Linda was going to sign herself out of the intensive care unit against medical advice and head directly back to the dealer who had sold her the shit in the first place. The rapidly fading thoughts I had been having about trying to get her hooked up with a social worker who might be able to arrange de-tox for her evaporated completely.

"Ah - no. I'm going to be here for the rest of the day," I answered.

"Well what about those other guys, those doctors working out there?"

"They're going to be here for the rest of the day too, probably 'til seven or eight tonight. Listen Linda, you just had an overdose of some truly nasty stuff. You could very easily have died from it."

"Yeah, whatever. I'm trying to get out of here, you assholes won't give me my purse and coat back, my clothes are fucked, and the people I'm trying to call won't answer their phone. If you're not going to help me, could you like, leave me alone? I've got some more calls to make, okay?"

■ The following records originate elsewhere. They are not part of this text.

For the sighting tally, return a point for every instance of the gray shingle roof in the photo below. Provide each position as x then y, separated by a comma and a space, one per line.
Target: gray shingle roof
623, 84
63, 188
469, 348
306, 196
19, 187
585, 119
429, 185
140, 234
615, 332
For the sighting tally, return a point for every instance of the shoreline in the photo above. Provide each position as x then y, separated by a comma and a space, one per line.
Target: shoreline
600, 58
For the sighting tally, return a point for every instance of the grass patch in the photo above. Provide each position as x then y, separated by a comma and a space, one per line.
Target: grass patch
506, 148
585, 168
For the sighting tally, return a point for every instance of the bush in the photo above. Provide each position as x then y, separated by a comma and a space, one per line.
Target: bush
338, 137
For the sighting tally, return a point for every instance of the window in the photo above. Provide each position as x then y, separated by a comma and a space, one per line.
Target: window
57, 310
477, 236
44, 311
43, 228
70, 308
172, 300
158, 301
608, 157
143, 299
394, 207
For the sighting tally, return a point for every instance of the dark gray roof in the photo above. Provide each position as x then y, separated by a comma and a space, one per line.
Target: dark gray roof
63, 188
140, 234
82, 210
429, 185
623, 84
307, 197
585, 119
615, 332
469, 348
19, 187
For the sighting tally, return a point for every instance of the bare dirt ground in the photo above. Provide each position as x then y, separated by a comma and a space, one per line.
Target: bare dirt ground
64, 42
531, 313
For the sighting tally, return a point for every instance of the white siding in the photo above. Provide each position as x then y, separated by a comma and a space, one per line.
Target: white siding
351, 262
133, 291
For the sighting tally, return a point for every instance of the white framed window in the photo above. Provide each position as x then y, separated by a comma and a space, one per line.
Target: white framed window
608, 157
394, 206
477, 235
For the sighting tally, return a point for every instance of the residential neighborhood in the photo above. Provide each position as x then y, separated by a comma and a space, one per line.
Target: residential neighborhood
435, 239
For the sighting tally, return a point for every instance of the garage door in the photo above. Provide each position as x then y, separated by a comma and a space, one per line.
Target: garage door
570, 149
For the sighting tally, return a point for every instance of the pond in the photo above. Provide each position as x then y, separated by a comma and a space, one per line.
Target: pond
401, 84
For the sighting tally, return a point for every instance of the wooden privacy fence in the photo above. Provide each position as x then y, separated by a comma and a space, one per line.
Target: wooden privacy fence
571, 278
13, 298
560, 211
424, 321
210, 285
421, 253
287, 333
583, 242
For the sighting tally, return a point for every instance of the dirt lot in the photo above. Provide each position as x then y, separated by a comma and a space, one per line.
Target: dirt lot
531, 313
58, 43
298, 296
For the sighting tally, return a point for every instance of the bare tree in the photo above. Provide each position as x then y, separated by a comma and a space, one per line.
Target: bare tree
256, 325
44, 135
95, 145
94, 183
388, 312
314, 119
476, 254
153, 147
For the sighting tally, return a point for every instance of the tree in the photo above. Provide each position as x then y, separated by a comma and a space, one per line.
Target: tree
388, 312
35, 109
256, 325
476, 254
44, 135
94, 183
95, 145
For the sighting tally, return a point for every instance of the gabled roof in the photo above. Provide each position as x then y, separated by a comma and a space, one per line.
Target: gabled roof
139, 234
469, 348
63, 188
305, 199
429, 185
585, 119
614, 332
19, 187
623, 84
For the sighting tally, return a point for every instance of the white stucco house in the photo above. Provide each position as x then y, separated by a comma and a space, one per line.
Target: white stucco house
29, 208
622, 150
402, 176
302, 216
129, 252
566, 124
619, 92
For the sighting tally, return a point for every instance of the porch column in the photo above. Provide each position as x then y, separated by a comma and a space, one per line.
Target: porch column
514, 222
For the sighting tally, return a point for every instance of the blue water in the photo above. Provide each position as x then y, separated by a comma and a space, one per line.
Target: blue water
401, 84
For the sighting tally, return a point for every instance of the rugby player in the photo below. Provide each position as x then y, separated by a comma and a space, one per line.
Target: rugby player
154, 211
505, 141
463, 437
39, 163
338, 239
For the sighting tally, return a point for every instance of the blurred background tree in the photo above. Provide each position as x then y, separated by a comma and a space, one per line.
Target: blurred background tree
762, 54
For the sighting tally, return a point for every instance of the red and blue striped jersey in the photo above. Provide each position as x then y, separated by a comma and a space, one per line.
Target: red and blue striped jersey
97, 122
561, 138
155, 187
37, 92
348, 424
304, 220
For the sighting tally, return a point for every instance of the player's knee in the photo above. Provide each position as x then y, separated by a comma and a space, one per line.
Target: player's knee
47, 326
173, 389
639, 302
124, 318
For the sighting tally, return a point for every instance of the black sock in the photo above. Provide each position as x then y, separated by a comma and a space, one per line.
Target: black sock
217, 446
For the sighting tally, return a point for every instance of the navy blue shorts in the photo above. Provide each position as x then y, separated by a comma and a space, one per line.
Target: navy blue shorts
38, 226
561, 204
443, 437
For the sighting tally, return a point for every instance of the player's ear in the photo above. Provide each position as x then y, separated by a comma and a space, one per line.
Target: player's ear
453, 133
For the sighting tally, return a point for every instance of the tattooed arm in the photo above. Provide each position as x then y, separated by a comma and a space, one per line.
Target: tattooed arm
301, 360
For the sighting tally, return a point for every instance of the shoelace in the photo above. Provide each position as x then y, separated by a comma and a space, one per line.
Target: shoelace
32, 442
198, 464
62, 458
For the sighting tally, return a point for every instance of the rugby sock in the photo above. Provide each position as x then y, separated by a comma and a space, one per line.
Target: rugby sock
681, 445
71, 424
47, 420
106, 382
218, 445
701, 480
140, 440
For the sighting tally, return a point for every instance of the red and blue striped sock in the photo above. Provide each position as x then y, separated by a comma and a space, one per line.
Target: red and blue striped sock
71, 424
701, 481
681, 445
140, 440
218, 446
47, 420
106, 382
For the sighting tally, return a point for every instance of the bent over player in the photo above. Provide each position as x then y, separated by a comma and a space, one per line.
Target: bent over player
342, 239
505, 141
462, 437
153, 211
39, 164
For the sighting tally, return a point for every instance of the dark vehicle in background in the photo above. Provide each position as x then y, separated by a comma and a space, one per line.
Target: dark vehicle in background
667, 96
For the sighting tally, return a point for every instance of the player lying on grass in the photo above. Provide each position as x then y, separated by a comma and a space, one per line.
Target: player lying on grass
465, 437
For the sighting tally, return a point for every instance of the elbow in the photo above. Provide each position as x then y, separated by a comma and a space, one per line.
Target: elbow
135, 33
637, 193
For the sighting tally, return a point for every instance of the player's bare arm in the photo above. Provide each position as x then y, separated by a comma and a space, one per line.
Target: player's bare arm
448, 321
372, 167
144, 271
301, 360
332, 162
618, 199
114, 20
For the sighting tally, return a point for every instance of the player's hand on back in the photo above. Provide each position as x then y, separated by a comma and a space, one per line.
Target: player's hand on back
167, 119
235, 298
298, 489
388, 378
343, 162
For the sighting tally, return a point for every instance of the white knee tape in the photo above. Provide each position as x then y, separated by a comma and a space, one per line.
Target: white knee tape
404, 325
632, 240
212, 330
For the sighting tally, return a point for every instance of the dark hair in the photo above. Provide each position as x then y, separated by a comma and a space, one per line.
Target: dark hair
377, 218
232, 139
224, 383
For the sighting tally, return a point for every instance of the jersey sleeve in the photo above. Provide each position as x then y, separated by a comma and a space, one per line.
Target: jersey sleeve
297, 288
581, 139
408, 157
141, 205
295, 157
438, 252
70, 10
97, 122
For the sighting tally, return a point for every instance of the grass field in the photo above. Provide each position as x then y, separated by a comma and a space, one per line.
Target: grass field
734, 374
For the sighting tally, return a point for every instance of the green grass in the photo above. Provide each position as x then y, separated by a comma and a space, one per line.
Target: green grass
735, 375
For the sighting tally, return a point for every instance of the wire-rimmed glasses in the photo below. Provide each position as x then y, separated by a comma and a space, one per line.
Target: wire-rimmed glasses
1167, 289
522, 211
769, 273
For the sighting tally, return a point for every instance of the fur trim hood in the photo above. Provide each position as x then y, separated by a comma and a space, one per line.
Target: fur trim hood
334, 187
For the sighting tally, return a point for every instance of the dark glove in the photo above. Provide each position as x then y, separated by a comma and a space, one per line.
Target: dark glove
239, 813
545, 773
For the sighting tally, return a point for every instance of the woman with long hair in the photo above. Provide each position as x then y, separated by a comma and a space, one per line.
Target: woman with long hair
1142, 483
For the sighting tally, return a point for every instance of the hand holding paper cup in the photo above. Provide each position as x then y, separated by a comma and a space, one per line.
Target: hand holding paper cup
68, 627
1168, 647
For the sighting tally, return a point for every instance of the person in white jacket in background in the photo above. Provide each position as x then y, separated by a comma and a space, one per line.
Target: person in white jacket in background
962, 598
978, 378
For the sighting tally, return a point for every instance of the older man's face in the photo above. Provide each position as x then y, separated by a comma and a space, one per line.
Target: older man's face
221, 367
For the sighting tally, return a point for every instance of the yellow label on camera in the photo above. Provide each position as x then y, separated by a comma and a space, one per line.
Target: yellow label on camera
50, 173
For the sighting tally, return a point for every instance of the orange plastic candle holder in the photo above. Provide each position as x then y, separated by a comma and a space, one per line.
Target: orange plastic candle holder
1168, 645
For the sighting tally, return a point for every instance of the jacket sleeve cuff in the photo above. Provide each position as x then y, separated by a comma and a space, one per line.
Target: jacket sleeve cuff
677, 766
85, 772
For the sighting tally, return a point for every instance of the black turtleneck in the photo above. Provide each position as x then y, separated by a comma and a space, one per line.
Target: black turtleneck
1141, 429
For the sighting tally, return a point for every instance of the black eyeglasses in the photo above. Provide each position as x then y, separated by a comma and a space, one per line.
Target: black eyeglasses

She turned back to the phone, dismissing me.

"At least its warm out there - something like fifty degrees," I told her, "you won't freeze without your coat." She stared at me blankly over the phone. "Best of luck to you," I said, then left her alone with the phone.


Back in the E/D I told Zuli that Linda was indeed conversational. "Not terribly pleasant," I editorialized, "but at least she was speaking in complete sentences."

"Well yeah -- but its not like we do this job because we expect anyone to actually thank us," she observed. "Come on. Rounds are about to start."